A Brief Introduction to Reginald Shepherd

Reginald Shepherd, a name I was unfamiliar with until yesterday, has written one of the most captivating first two sentences in any piece of prose I’ve read in a long time. In the piece, titled “Why I Write,” Shepherd wrote “I write because I would like to live forever. The fact of my future death offends me.” Those are two lines that not only can motivate most readers to continue reading, but almost have the power to drag a reader further into the text.

Besides writing prose, Shepherd also wrote poetry. He wrote the poem, “Syntax,” in a style reminiscent of e. e. cumming’s. It starts with these stanzas:

Occasionally a god speaks to you,
rutted tollway a flint knife breaching
gutted fields hung on event

horizon, clear cut contradiction
through soybeans and sheared corn: blue
pickup an orange blaze, white letters

The first line is straightforward; however, the second line detours into surrealism. It’s a puzzle whose pieces, at first glance, don’t seem to fit together. It’s as if Shepherd doesn’t even expect or want a reader to try to interpret it, but rather, just to flow with its words and create a new, personal experience from them.

Carl Dennis, poet

If you’re unfamiliar with Carl Dennis’ poetry, a good introduction is his New and Selected Poems 1974-2004. The strength of his poetry is its accessibility. His lines don’t create mazes readers must waste their mental energy wending their way through in their hunt for meaning. Instead, his language opens door for readers into rooms in which Dennis has turned on the lights.
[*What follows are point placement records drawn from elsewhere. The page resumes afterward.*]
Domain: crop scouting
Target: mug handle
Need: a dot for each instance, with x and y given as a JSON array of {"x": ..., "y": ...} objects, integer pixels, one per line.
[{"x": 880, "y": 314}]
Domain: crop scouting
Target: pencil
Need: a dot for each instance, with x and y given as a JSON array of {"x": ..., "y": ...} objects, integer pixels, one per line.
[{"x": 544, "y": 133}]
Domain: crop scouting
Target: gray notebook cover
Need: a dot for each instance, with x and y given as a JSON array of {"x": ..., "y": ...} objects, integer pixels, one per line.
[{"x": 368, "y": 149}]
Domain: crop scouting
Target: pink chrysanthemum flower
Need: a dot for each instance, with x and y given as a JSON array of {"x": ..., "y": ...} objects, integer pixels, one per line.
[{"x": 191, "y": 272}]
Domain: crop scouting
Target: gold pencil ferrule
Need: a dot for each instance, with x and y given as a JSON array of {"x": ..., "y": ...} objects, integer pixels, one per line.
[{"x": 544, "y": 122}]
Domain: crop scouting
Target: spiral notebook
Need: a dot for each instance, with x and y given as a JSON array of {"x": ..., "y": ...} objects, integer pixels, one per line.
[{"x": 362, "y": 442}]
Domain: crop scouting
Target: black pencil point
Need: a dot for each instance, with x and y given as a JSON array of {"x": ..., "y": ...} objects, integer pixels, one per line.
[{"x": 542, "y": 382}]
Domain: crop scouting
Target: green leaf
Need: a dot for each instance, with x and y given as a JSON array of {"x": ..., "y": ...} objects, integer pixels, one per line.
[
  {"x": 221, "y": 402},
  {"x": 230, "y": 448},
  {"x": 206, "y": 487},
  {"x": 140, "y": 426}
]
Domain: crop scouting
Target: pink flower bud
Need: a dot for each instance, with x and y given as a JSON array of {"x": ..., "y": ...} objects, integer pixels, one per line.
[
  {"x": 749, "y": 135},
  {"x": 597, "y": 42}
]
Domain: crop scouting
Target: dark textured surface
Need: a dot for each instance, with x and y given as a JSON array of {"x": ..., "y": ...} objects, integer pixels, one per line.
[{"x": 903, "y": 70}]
As an example, his poem, “Listeners,” is about traveling words. In particular, it’s about words of his that began their journey on a telephone life, overheard by a telephone operator “lonely among the night wires,” “night wires” a metaphor that deepens rather than obscures meaning. Further on, Dennis comments that such operators “all do it … breaking the rules.” (This is an activity born before the Internet when party lines still reigned.)

To Dennis, words, once said, can travel on unexpected paths, reaching ears for which they were never intended. Even whispers said to oneself — even thoughts — can enter what Dennis refers to as the “far world” where they can assume new forms, such as stone, losing not only their identify but also their ability to engage others.

While Dennis’ “stones” might not engage his poetic characters who encounter them, his words have the power to pull readers into a poetic world he makes “near.”

Two amazing lines from a Nelson poem

Poetry is a powerful weapon against the ignorance that clouds our world, even on the sunniest days.

Yesterday, I read Marilyn Nelson’s poem, Sequence, for the first time. It contains two lines that erased a tiny spot of ignorance from my brain, a spot I’ll never miss and, for its absence, I’ll be forever grateful.

Here are the two lines:

For him, I gave away my father’s name.
He gave away his mother’s love for me.

That sounds like such an unfair trade, a father’s name for a mother’s love. But then, life often seems unfair when viewed through judgment’s lenses.